Oral Histories
Mitch Williams
b. 1916

Mitchell Marvin “Mitch” Williams
My name is Mitchell Marvin Williams. I am a native of Moab, Utah. My father was Moab’s first doctor in the 1890s. My father met my mother here in Moab, they were married May 19, 1900, and had 5 children, 3 boys and 2 girls. My father brought all of his children into the world. I am the youngest and my father was 62 years old when I was born in 1916.
Growing up in Moab was great with wonderful cliffs to climb and sloughs to raft. My friends and I built rafts before we were even old enough to raft the river and we used them to fish for catfish in the sloughs.
When we were in high school, the river was beckoning. I built a boat with 2 or 3 friends. Someone found an old car engine, someone else found the drive line and I scrounged up some of Dad’s lumber. Everyone brought what they found and we put it all together. We got the car engine running and we sought a lot of advice from the older people around who knew the river and how to build a boat.
We launched the boat in Mill Creek. The river was high, so Mill Creek made a good place to launch the boat for our first few trial runs. We finally launched the boat on the river. We went farther and farther with each trip until we got experience.
On one trip, there was a lot of slush and ice on the river.

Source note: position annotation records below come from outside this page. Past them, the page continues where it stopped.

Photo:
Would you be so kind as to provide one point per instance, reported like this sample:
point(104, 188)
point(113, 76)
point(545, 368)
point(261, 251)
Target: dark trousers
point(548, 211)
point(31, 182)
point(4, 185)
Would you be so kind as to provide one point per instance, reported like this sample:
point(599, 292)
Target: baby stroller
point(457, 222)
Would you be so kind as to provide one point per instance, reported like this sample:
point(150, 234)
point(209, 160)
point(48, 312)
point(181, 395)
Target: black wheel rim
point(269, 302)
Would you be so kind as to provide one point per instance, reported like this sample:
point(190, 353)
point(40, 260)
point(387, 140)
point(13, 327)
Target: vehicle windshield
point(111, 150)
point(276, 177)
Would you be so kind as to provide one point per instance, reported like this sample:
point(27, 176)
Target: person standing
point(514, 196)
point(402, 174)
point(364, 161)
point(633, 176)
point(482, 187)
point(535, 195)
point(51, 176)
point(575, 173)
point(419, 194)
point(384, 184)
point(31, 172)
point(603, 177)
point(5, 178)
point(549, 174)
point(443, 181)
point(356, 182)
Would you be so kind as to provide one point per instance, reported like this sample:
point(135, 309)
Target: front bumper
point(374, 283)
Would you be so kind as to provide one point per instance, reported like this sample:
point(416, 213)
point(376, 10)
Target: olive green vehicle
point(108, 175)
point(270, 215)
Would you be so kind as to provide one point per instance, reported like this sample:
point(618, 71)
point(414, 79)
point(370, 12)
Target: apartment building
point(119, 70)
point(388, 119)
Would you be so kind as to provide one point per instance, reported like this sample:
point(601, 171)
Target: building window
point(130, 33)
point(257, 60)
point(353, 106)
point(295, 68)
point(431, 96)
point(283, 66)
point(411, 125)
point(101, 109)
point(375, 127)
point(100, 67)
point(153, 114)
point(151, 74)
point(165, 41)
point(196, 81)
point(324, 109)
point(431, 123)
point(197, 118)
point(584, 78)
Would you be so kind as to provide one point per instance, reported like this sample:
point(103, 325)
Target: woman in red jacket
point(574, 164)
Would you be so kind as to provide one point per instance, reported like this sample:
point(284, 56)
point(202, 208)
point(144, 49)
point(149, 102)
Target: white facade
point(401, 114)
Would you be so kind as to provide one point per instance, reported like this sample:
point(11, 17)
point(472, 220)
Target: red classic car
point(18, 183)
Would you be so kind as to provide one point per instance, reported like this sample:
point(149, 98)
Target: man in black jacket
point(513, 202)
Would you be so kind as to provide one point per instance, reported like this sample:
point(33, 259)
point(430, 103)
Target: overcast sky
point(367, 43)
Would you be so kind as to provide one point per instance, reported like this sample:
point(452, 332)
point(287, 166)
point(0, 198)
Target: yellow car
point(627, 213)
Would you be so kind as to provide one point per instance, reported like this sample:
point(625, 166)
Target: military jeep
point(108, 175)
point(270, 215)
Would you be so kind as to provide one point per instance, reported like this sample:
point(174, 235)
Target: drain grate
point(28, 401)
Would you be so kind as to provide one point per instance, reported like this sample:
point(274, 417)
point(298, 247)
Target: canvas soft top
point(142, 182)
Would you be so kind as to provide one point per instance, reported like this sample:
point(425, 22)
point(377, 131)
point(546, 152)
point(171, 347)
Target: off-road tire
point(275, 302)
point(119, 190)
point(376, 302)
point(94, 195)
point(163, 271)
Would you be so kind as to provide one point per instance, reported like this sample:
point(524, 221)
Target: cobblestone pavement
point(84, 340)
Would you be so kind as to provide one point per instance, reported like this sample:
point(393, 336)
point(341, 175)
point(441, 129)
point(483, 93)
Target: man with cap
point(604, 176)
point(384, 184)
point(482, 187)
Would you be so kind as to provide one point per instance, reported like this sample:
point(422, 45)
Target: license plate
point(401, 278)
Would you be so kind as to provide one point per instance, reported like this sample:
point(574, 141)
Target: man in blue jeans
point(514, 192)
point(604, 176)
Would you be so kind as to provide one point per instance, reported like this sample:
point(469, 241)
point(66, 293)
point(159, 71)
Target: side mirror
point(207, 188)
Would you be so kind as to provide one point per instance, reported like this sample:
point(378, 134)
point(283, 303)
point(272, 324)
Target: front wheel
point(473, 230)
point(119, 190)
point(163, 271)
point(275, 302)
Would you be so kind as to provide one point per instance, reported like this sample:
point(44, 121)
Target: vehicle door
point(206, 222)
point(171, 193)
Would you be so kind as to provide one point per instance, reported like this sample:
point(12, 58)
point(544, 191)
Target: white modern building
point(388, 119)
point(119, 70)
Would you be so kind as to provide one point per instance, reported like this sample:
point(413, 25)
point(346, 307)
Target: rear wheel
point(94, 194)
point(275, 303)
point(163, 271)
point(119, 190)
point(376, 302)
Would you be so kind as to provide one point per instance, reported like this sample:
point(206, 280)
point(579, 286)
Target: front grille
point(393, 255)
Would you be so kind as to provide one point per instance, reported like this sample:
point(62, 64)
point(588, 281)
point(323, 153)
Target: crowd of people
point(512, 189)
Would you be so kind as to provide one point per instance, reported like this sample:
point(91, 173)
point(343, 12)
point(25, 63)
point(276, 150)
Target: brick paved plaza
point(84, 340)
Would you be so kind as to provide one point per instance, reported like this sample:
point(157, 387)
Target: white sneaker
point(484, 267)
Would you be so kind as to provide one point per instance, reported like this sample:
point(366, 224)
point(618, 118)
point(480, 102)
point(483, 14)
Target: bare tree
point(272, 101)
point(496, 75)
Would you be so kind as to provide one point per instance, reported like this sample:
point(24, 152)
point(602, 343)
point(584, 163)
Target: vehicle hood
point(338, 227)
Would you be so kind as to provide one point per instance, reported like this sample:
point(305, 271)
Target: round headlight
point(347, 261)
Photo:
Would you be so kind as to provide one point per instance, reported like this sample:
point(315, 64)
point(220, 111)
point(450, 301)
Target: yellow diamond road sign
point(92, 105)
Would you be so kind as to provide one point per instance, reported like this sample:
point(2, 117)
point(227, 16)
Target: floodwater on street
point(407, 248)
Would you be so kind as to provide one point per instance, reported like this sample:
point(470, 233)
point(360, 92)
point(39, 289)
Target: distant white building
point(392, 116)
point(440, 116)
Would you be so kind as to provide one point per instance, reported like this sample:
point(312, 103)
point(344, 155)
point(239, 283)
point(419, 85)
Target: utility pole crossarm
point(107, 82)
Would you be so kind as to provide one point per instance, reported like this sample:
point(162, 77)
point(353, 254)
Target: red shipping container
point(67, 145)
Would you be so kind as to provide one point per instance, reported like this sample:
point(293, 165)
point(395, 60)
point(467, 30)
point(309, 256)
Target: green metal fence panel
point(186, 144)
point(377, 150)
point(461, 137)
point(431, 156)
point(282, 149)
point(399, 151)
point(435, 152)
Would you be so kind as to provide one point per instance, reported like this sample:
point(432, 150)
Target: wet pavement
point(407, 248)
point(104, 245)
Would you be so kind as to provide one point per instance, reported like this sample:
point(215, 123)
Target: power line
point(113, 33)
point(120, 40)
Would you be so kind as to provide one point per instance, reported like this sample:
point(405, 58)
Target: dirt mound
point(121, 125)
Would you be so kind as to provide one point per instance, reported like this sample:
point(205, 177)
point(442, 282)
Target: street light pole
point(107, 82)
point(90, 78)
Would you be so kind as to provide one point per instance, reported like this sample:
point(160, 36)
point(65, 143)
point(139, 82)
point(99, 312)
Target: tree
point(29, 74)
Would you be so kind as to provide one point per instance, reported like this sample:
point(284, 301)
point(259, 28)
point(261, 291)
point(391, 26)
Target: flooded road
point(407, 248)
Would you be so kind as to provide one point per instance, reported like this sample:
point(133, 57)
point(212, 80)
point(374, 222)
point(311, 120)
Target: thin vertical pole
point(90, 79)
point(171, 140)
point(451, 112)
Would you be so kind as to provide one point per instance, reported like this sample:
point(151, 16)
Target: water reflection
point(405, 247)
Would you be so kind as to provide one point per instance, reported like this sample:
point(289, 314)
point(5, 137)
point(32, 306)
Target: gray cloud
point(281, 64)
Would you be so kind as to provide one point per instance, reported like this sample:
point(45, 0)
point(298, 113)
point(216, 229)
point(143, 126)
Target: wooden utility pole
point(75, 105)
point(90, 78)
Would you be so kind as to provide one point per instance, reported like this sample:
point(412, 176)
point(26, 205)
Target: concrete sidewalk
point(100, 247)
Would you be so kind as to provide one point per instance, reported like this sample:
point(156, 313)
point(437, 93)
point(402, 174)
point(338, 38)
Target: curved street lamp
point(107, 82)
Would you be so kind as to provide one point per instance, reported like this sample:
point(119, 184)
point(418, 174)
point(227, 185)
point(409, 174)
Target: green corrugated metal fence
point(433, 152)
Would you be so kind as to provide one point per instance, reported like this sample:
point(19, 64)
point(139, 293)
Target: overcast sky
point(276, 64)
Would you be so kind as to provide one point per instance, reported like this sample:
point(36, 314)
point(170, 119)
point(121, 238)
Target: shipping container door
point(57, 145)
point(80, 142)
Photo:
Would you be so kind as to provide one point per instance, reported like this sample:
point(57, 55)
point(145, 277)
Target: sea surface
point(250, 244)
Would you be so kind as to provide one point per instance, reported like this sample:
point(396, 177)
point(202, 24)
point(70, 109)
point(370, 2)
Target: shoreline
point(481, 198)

The water ran through a funnel on one end of a pipe, through the engine to cool it and then was dumped back out over the side of the boat. We didn’t know it at the time, but the slushy water was much too cold, but the engine ran anyway. Several times the funnel had ice jammed in it. We had to put our hands in the freezing cold water and use old rusty nails to clean it out.
My first time on the river was with my father. Father was very good on the river. He had 2 ranches and one of them was difficult to reach by land, so he usually accessed it via the river. On land it took 2 days on horseback over the red rocks and over the top. The trail came off of the red rocks and down to the river. Once you reached the river, you were actually below the ranch, so you had to follow the river bottoms back up to the ranch. (The river bottoms were dry.)
I went to the ranch on horseback with a cowboy friend of mine, Swanny Kerby, to check on his cows. I had been there with Dad and lots of other people by boat. Mother’s brother, Uncle Roy, and Papa wanted to take a bull from the Moab valley to Williams Bottom Ranch by boat. Papa told Roy he wanted to take the bull to the lower ranch and that he wanted Roy to come and help him. They had the bull swim behind the boat. Papa told Roy to row the boat while Papa took care of the bull. The problem was that the bull wanted to be in the boat! The bull kept swimming closer and closer to the boat. Papa stood up in the boat with the halter rope in one hand and a willow switch in the other. Papa whipped the bull on the nose when it got too close and the bull would back off. Roy was scared to death because he just knew the bull was going to get in the boat, but it never did. They got to the ranch with no trouble whatsoever.
The ranch at Williams Bottom had an adobe house, a nice spring and a rock cellar. It was a way for Papa to make money besides his medical work. He didn’t live on the ranch, though. He lived in town to be available to his patients.
The way they got the irrigation water to the ranch was with a paddle wheel. The river current turned the wheel and the wheel brought the water up to where it could run into the ditch and be used to water the crops.
Every ranch in those days was also a farm. They had to raise hay and corn to feed the livestock in the wintertime; that’s what ranching was in those days…raise crops in the summer to feed livestock in winter. During the summer, the livestock would graze on the open range.
My father was born in 1853 in Missouri. He grew up on a farm near Vandalia and Curreyville in Pike County. In 1874, Father was riding a horse away from the farm and ran across a herd of cattle heading west. He talked to the owners, Tom and Ed Stark, of the now famous Stark Nurseries, from Louisiana, Missouri. They were driving their cattle west. Father hired on with them as a cow hand to drive the cattle to Elbert County in the Colorado Territory .He raced home and told his mother he was going to Colorado Territory. He grabbed a few clothes in a flour sack, raced back to where the herd was and went to work. They carried guns in those days in case they had to shoot a cow and to hunt buffalo, antelope and rabbits to eat. They did whatever they had to do to survive. Dad had an old cap and ball muzzleloader gun, a pre-civil war Henry Rifle. He remembered the Civil War. He was just a kid, but he recalled the raiders camping in their woods.
On the drive West, Dad got the measles and had to ride in the chuck wagon for a couple of days. They put a bandana over his face to keep the sun out of his eyes because they knew sunlight would damage the eyes when a person had measles. It was hard to keep the bandana over his eyes the whole time. It slipped off now and then, so his eyes did get damaged somewhat.